Birge resigns from FPU
President to stay on through June
Franklin Pierce University President of five years James Birge announced Thursday he is resigning his post. Birge has said he will stay on through the next school year, in order to ease the transition process, according to a press release issued Thursday by the university.
“When I arrived in June 2009, the nation and the university were addressing the most serious financial crisis since the Great Depression. Indeed, one of my first tasks was to cut more than $2 million from the then-current fiscal year budget,” Birge wrote in an email to the FPU community on Thursday, announcing his resignation. “The university had, under more optimistic financial conditions, leveraged more than $60 million in long-term debt, but had paid down only about $10 million of that prior to 2009; there was no developed culture of philanthropy; we were in the midst of a multi-year decline in new student enrollments, and we witnessed a staggering drop in family wealth among the demographics that were most likely to be in our student recruitment pool.”
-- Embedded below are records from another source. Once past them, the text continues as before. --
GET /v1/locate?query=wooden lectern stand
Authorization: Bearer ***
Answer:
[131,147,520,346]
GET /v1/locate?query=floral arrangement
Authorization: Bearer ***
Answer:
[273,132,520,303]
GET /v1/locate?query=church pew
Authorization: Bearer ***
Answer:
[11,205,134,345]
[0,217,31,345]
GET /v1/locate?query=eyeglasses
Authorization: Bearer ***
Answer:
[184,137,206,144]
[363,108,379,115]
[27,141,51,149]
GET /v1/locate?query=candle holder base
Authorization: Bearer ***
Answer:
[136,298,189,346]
Under his tenure, Birge wrote, long-term debt was reduced by $6 million; the school received the largest gift in FPU’s history; and applications to the school, class size and retention are all on the rise.
Despite the accomplishments, financial difficulties have continued to plague FPU as well as other small, private colleges throughout New England and elsewhere. Lebanon College announced Aug. 18 it will not hold fall classes, and is expected to close following years of financial hardship.
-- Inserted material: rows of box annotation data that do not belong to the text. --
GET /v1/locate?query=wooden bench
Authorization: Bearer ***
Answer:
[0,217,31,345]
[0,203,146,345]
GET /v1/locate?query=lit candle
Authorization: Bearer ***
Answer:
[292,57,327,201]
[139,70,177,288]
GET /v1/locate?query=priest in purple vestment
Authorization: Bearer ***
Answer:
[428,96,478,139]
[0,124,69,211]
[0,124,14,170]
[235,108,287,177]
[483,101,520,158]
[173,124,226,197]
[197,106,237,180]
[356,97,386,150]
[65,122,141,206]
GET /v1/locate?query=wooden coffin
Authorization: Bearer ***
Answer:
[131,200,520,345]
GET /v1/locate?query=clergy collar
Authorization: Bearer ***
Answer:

Late last month, word of the FPU’s lowered bond rating, by both Standard & Poor’s and Moody’s Investor’s Service, Inc., came to the fore. And the university is in discussions with the faculty union, Rindge Faculty Federation, having requested some concessions of the latter, according to Doug Ley, president of union.
A year ago in an open forum with the FPU community, Birge announced that the school’s Board of Trustees had directed him to work on improving fundraising efforts, Ley recalled Friday, noting that it appears not much has changed since then. “The fundraising and the revenue streams have to develop, and they have to develop fast,” Ley said. “There’s no finger to point. There’s many variables at play. I hope it can turnaround.”
Ley said he has enjoyed working with Birge, but feels more is needed at this time from the person in the office of the president. “He’s a good man, he’s personable,” Ley said of Birge. “But overall, the ground shifted very rapidly and the adjustments couldn’t be made.”
The university has been trying to reinvent itself as a technical, pre-professional school, but Ley said he’s not sure how that will sit with alumni donors, who want to remember the FPU of their day — the liberal arts institution it was for so many years.
James Terry of Southport, Conn., who is entering his senior year at FPU said Monday that Birge has taken a lot of heat from students about the school’s change in direction, which resulted in a number of majors being cut last January. But Terry, a communications major, says he never lost faith in Birge or the school. While the financial situation and curriculum cuts have some students thinking about continuing their education elsewhere, Terry said he isn’t one of them.
Terry will remember Birge fondly, noting the president never hid himself away, but instead put himself out there, talking with students and cheering them on. “He’s been a man of the people, and that’s how I would like him to be remembered. That’s how I will remember him.”